CLÁSSICO REVISTADO : CASABLANCA 80 ANOS – 1ª PARTE

Por Adilson Carvalho

Um filme da importância de “Casablanca” recebe no CCP um artigo em duas partes para celebrar os 80 anos desse clássico que nutre inúmeras histórias de bastidoresl

Michael Curtiz dirige Bogart e Bergman

        “É sempre a mesma história. Uma luta por amor e glória. Uma questão de fazer ou morrer.”  Esses versos extraídos da letra de “As time goes by” – eleita a segunda melhor canção do cinema americano pelo AFI  ( American  Film Institute ) – tema da história de amor de Rick Blaine, um americano expatriado rude e sisudo,  e Ilsa Lund, a bela esposa de um dos líderes do movimento de resistência nos conturbados idos de 1942, quando a Alemanha Nazista expandia agressivamente seus domínios territoriais e políticos em um conflito que já tomava então proporções globais. (Os Estados Unidos aderiram ao conflito em Dezembro de 1941).
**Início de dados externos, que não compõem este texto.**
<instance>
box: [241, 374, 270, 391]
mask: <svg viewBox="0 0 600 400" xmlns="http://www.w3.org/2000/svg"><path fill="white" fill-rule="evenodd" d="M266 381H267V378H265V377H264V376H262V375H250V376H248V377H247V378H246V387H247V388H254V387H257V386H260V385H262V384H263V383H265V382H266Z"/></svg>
A Warner Brothers havia adquirido os direitos de filmagem da peça “Everybody comes to Rick’s” de Murrey Burnett e Joan Allison, que nunca fora encenada, por U$$20,000 – preço alto para a época. O roteiro tornou-se um dos filmes mais cultuados de todos os tempos, que veio a ser dirigido pelo húngaro Michael Curtiz, que durante 27 anos trabalhou fielmente para os Estúdios da Warner , tendo dirigido clássicos como “Capitão Blood” (1935) e “As Aventuras de Robin Hood” (1938) entre outros.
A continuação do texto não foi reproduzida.